Vikas Khanna's Karare Karele
Recipe type: Side
Cuisine: Indian
Prep time: 
Cook time: 
Total time: 
Serves: 4 Servings
  • Karela(bitter gourd) – 4, large
  • Onion – 1, large, finely sliced
  • Freshly grated coconut – 1 & ½ tbsp
  • Rice flour – 2 & ½ tbsp
  • Red chilli powder – ¾ th tsp
  • Fresh curry leaves – 2 medium sprigs
  • Salt to taste
  • Oil for deep frying
  1. Wash bitter gourds thoroughly and pat dry. Cut very thinly into discs and remove any bigger seeds.

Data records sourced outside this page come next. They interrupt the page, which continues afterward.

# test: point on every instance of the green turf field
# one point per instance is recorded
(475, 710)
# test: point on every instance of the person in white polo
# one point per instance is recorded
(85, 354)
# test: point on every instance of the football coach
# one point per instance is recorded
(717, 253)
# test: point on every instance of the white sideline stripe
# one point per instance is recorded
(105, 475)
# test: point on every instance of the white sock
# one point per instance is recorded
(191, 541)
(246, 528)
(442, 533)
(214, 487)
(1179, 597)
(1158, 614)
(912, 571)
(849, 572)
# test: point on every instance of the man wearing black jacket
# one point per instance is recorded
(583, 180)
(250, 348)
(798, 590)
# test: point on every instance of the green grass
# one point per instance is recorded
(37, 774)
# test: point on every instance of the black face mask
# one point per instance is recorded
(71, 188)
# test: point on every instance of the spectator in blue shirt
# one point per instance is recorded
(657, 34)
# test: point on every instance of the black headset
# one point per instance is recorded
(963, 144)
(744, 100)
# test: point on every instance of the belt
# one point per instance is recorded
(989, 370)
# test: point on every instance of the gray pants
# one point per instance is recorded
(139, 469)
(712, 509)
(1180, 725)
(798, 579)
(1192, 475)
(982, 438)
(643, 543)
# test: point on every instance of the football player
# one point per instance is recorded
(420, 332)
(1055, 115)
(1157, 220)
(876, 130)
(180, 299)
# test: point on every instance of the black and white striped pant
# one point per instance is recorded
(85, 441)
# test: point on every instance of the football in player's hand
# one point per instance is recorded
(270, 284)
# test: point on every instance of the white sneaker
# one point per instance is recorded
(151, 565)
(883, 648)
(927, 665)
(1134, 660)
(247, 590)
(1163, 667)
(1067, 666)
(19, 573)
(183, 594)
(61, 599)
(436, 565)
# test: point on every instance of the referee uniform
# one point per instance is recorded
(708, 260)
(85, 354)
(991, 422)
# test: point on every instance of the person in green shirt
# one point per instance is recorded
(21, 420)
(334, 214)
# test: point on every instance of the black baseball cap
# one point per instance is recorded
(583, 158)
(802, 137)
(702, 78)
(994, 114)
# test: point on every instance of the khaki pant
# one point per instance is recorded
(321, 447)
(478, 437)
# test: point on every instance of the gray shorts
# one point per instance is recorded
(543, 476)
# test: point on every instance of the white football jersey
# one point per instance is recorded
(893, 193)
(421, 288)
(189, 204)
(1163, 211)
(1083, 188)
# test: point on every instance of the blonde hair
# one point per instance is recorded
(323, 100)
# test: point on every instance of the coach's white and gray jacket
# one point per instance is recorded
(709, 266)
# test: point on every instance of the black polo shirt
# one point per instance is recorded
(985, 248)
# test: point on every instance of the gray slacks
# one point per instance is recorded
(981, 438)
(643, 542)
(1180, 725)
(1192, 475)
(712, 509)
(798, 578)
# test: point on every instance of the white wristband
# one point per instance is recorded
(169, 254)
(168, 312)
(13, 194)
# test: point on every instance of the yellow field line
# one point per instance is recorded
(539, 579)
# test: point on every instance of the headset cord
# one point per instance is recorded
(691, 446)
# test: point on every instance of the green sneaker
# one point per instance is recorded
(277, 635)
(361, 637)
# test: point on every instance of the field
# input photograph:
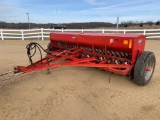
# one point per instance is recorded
(74, 93)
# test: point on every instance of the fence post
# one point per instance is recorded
(22, 35)
(2, 34)
(102, 30)
(82, 31)
(42, 33)
(144, 32)
(124, 32)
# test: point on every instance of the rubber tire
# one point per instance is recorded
(140, 68)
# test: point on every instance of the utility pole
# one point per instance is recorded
(117, 23)
(28, 20)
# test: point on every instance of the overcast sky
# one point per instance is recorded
(65, 11)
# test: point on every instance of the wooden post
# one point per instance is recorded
(42, 34)
(22, 35)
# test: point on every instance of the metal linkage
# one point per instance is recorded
(4, 76)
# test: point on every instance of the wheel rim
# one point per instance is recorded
(149, 69)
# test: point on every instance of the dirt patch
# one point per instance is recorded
(74, 93)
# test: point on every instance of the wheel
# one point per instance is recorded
(144, 68)
(50, 48)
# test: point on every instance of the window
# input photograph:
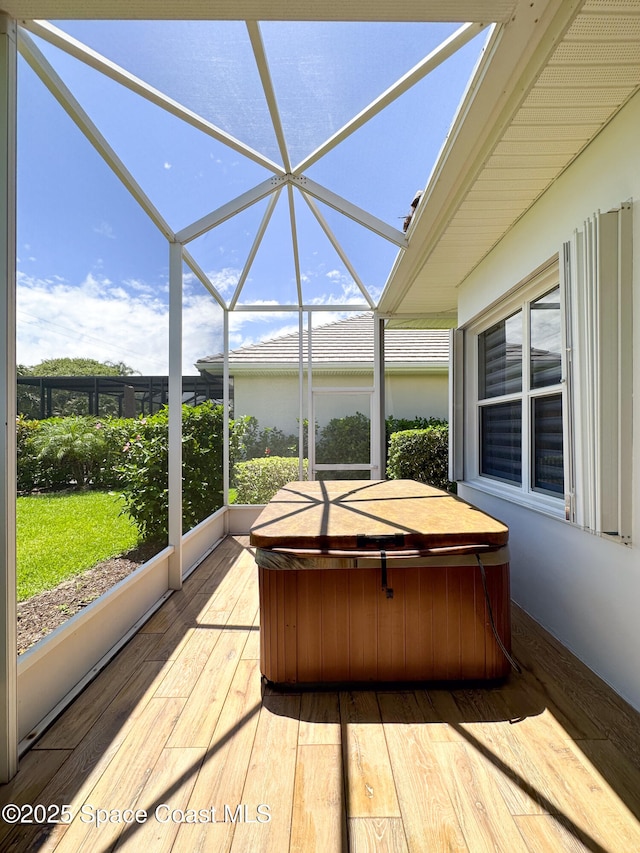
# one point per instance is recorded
(544, 413)
(520, 394)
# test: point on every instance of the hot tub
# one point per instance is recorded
(380, 581)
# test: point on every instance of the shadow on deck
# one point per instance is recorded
(178, 745)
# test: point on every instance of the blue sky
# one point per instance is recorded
(93, 269)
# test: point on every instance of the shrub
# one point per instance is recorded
(69, 451)
(257, 480)
(27, 463)
(268, 441)
(143, 471)
(400, 424)
(421, 454)
(345, 440)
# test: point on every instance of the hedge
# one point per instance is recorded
(257, 480)
(421, 454)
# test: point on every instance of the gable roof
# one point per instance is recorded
(345, 344)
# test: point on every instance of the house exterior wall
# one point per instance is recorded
(274, 400)
(583, 588)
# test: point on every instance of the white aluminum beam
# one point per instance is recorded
(231, 208)
(378, 226)
(63, 95)
(265, 76)
(175, 415)
(337, 246)
(202, 277)
(294, 242)
(254, 248)
(272, 306)
(448, 47)
(8, 610)
(74, 48)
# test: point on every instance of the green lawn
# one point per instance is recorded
(61, 535)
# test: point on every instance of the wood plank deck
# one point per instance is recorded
(178, 746)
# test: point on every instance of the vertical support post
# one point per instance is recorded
(175, 414)
(311, 437)
(378, 432)
(8, 614)
(225, 410)
(300, 396)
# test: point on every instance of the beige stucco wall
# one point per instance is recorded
(583, 588)
(274, 400)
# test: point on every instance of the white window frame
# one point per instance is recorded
(595, 275)
(520, 298)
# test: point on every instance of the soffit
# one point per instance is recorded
(576, 89)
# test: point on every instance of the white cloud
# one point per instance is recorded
(105, 229)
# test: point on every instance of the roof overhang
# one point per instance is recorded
(550, 80)
(334, 368)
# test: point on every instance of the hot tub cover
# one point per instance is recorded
(355, 515)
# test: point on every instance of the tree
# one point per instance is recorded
(67, 366)
(65, 403)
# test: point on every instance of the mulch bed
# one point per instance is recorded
(38, 616)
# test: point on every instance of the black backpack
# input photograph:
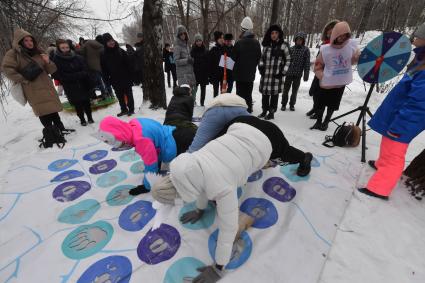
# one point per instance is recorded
(52, 135)
(344, 136)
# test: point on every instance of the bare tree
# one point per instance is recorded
(153, 80)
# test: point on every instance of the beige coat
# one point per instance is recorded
(40, 93)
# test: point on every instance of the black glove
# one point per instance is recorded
(279, 75)
(209, 274)
(192, 216)
(138, 190)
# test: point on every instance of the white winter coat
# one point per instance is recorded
(214, 173)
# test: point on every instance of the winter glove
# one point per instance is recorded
(209, 274)
(138, 190)
(192, 216)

  2. Spread gourd slices on a large plate and sprinkle salt over them. Mix well and set aside for 5 minutes.
  3. After 5 minutes, squeeze gourds well and pat dry with a kitchen towel. This step is essential to make the fried gourds crispy. Sprinkle with rice flour and toss well.
  4. Heat oil in a deep-frying wok over medium-high heat till it just starts to smoke. Add gourd slices in small batches and deep fry till golden and crisp. Remove and drain on absorbent paper.
  5. Sprinkle the chilli powder over the fried gourd slices and toss well. Set aside.
  6. Now heat 2 tablespoon of oil in a frying pan over medium heat. Add curry leaves, sliced onion and grated coconut. Sauté till curry leaves turn crisp and onions are light golden.
  7. Toss these crispy karela chips with the prepared gourd slices and mix well. Serve hot. Enjoy!